The IMF: initially missing in action
As the storm recedes in the months ahead, the debate over how the system got into this mess and why will intensify. Indeed, as I write this article, there is talk of a new Bretton Woods conference. I suspect the discussions will encompass a wide range of entities, including banks, investors, ratings agencies, regulators and, most important, risk managers in both the public and private sectors. The discussions will also consider whether policymakers had the right policy instruments at their disposal once they recognized the challenges facing the financial system.

No doubt many conclusions will be drawn—some valid, and others less so. I believe the one that will resonate most is that global financial activities ended up far outpacing the system's ability to accommodate those activities in an orderly manner. Simply put, the system's infrastructure—at both the national and global levels—failed us.

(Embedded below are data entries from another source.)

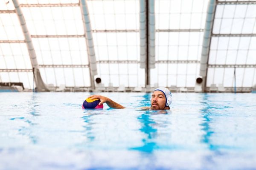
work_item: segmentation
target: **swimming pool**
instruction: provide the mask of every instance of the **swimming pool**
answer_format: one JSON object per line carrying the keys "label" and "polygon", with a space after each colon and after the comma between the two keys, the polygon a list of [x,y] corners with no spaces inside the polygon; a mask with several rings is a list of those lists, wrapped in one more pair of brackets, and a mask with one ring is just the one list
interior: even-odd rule
{"label": "swimming pool", "polygon": [[0,93],[0,170],[255,170],[256,95],[100,93],[129,108],[81,108],[89,93]]}

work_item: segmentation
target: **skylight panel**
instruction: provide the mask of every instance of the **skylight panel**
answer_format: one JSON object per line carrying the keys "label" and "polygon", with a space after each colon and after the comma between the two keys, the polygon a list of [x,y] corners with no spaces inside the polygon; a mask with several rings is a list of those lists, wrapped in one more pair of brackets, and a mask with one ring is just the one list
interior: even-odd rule
{"label": "skylight panel", "polygon": [[14,10],[15,9],[13,3],[9,0],[2,0],[0,1],[0,10]]}

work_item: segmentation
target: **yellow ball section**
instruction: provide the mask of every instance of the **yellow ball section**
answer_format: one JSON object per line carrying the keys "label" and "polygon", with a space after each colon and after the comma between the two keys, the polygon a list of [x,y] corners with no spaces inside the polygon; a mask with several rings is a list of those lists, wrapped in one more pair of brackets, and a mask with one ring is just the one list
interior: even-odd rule
{"label": "yellow ball section", "polygon": [[95,99],[91,100],[91,97],[90,98],[87,98],[85,100],[86,100],[86,102],[88,102],[88,103],[91,103],[92,102],[94,102],[95,100],[99,100],[99,99]]}

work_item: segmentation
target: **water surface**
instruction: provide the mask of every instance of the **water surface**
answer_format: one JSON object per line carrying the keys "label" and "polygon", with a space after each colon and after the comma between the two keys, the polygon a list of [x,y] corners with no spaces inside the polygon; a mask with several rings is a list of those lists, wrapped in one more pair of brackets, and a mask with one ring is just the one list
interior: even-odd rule
{"label": "water surface", "polygon": [[128,108],[82,109],[92,93],[0,93],[0,170],[256,170],[256,95],[102,93]]}

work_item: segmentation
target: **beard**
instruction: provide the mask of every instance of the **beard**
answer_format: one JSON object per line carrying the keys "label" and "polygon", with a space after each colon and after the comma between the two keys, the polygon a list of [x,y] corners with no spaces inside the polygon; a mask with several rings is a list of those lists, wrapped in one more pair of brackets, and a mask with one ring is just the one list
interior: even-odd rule
{"label": "beard", "polygon": [[[156,104],[157,105],[153,105],[153,104]],[[153,109],[159,109],[160,108],[159,105],[158,105],[158,103],[155,102],[154,102],[152,103],[152,104],[151,104],[151,108]]]}

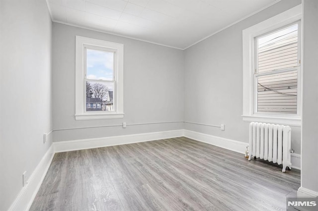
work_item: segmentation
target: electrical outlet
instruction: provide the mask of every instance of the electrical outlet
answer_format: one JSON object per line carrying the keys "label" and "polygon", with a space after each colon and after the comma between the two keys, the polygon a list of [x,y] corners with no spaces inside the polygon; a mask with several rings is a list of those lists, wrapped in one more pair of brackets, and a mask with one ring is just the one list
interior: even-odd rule
{"label": "electrical outlet", "polygon": [[48,134],[44,133],[43,134],[43,144],[45,144],[47,140],[48,140]]}
{"label": "electrical outlet", "polygon": [[26,171],[24,171],[24,173],[22,175],[22,180],[23,187],[24,187],[27,183],[26,180]]}

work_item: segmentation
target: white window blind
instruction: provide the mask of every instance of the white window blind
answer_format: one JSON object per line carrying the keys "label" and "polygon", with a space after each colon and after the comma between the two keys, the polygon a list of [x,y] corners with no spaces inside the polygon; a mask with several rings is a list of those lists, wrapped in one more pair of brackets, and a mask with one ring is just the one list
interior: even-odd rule
{"label": "white window blind", "polygon": [[255,39],[257,112],[297,113],[299,25]]}

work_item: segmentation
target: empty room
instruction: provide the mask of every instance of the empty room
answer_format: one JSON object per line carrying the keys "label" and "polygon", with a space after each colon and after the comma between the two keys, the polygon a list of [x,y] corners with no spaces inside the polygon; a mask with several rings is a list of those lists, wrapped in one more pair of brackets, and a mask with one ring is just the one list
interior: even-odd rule
{"label": "empty room", "polygon": [[317,0],[0,0],[0,211],[317,211]]}

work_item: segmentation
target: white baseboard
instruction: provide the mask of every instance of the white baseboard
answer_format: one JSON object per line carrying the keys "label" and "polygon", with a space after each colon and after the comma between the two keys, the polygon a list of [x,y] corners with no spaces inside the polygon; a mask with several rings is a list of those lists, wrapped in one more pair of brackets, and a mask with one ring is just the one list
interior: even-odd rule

At the global level, the debate will undoubtedly focus on the IMF's lack of active involvement—until now, at least, when it is supporting vulnerable emerging economies. After all, the deleveraging was nothing short of a systemic crisis that struck at the heart of the global financial system. It affected "global public goods" that are critical to the well-being of a large number of countries (such as the reserve currency status of the dollar, the predictability of the most liquid government market in the world, and the smooth functioning of the payments and settlement system used by most countries).

Ironically, there was no lack of analysis at the IMF. The institution identified early the shared national responsibility for correcting the growing global imbalances. Moreover, there was general buy-in to the policy responses advocated by the IMF and others. And while the IMF was retooling and enhancing its financial sector analyses, its work identified some of the key policy issues.

But the IMF's views and advice were largely ignored, and it did not fulfill the role of "knowledgeable trusted advisor." Meanwhile, the global system reached the point of debt exhaustion before embarking on the messy deleveraging process we find ourselves in now.

By initially eschewing the superior policy solution—coming up with a coordinated multilateral response—the global system has incurred significant costs. These include forgone income growth, financial instability, and unemployment. And let us not forget that the most vulnerable segments of our society are most at risk.

Prisoners' dilemma
At the end of the day, the orderly global policy solution failed because of national weaknesses and the inability of the IMF and other multilateral mechanisms (such as the Group of Seven major industrial countries) to overcome international coordination problems. Every major economy in the global system had an interest in a smooth outcome. Yet, in what is known in game theory literature as a "prisoners' dilemma," first movers on the policy front risked being worse off if others did not follow on a timely basis.

Lacking sufficient legitimacy and representation, the multilateral framework was too weak to provide the necessary assurances that an individual country's preventive policies would be accompanied by supportive action on the part of others. As a result, no country moved decisively and in a timely manner to fix the imbalances.

This lesson should be held front and center as the global system embarks on what is likely to be a prolonged period of rehabilitation and reform. An interconnected world requires more than timely national policies if it is to achieve high growth, poverty reduction, and financial stability. It needs national policies that pay greater attention to a range of cross-border effects. None of this will happen without a bold modernization of the system of international policy coordination. If we do not update our global financial architecture now, we are destined to repeat the mistakes of the past.


Mohamed A. El-Erian is co-Chief Executive Officer and co-Chief Investment Officer of PIMCO. He served on the IMF staff from 1983 to 1997.